Tentação de aceitar trabalhos é grande, mas negativas mantêm empresas na direção certa

Recusar cliente exige maturidade

FREE-LANCE PARA A FOLHA

Não se trata de luxo: toda empresa, independentemente de seu porte, precisa ter foco, segundo ensinam os consultores. A idéia é a de que o negócio de uma companhia deve ser aquilo que ela faz de melhor entre as necessidades do mercado. Quando o pedido envolve outras "especialidades", o "não" pode ser a melhor saída.
Ter critério na hora de aceitar um cliente, sobretudo no mundo dos serviços, é fundamental para manter a empresa na linha.
"No passado, aceitamos fazer alguns trabalhos sem nem saber como começar. Tivemos de nos virar, procurar soluções fora", conta o empresário César Cini, 39, diretor da Cinex, pequena empresa de Bento Gonçalves (RS) que, há cerca de seis anos, fabrica portas de alumínio e de vidro.
Uma sobrecarga de trabalho fez a empresa perceber a urgência de modificar sua atitude, mas, segundo Cini, a mudança só veio mesmo com o tempo, quando a firma se tornou mais estável.
"É difícil não se render ao cliente. A maturidade de não fazer isso é uma conquista. Não dá para brincar de trabalhar. Agora estamos preocupados com a rentabilidade."

Especificidade
Fonte inesgotável de dor de cabeça eram os pedidos específicos, que monopolizavam pessoal e exigiam gastos com desenvolvimento de produtos.

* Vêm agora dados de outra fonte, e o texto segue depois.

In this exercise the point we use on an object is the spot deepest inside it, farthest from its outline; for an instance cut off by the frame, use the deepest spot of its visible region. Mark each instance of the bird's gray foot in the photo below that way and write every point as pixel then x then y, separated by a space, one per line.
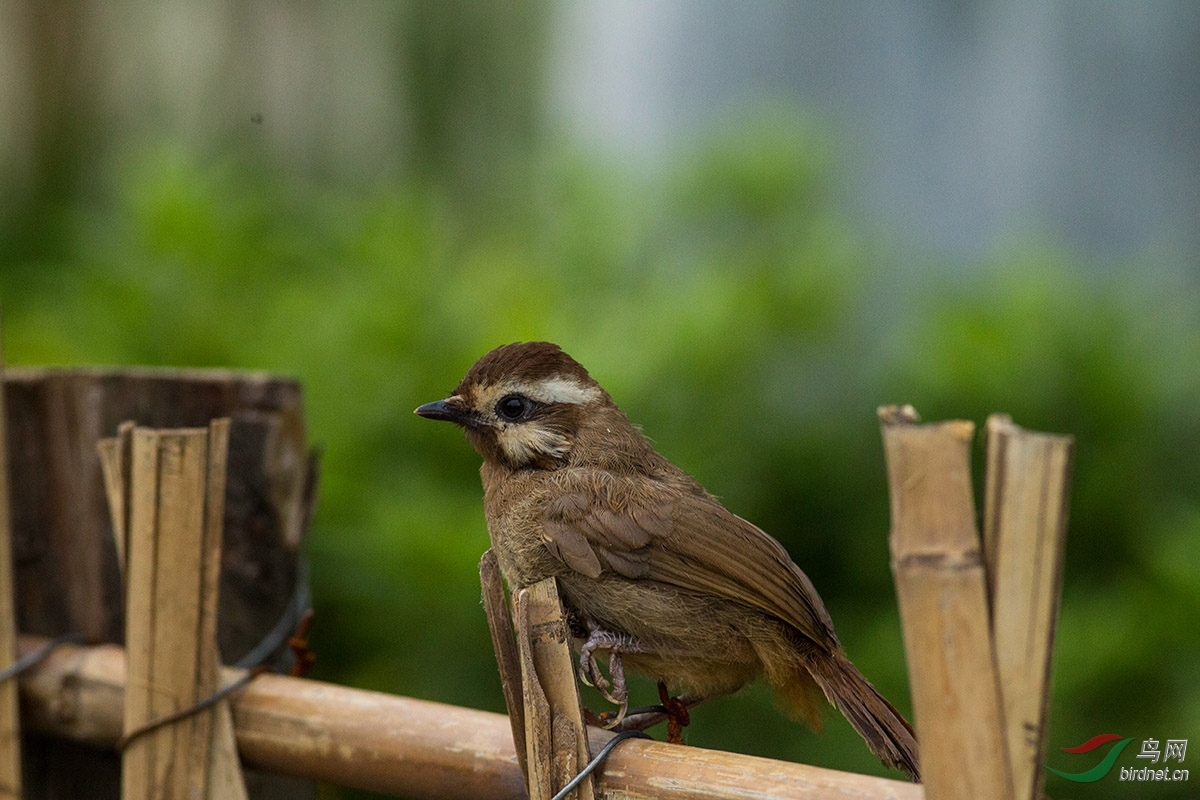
pixel 612 687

O que ocorreu?
A fábrica decidiu apostar suas fichas em modelos com boa aceitação no mercado -e só neles. Além disso, passou a recusar pedidos que descaracterizam o design e a qualidade dos produtos e deixou de assumir compromissos cujos prazos não pode cumprir.
A estabilidade de que fala Cini é, ao mesmo tempo, causa e conseqüência da capacidade de dizer "não". De acordo com os consultores, empresários que já possuem essa maturidade selecionam melhor a clientela; nos outros casos, decidir fazer essa seleção é algo importante, que pode ajudá-los a alcançar o ponto de equilíbrio que a empresa precisa.

Quem me interessa?
A recomendação não é viver procurando motivos para não trabalhar, mas há casos em que o comprador se torna de fato desinteressante.
"Quando vejo que o cliente pode ser mais bem atendido por outra empresa, não aceito o serviço. Se foge da nossa especialidade, acabamos declinando", afirma Mauricio Luís Berndt, 40, gerente comercial da Eclipse, que lida com teleinformática.
Marcel Antunes, 27, sócio da agência de publicidade ABC&Z, diz que selecionar clientes e serviços foi um longo aprendizado. "Falar "sim" e desenvolver algo que não dá resultado é sempre pior, sempre gera reclamações", explica Antunes.
Para as grandes, dizer "não" é mais fácil. O Banco Real, por exemplo, já deixou de conceder crédito a empresas que desrespeitavam exigências socioambientais.
Já Pedro Melo, sócio da consultoria e auditoria KPMG, afirma que toda oportunidade de trabalho recebida pela empresa passa por dois "filtros": não pode haver conflito de interesses -nem com a equipe (os sócios não podem ser correntistas de um banco que auditam, por exemplo) nem com outros serviços já prestados- e é preciso que o atendimento não ameace a imagem da consultoria. "Nossos clientes são submetidos a uma revisão anual."
Se o ramo da empresa é considerado estratégico, atender o concorrente pode ser uma boa razão para a recusa. É o que ocorre com grandes agências de publicidade e assessorias de comunicação.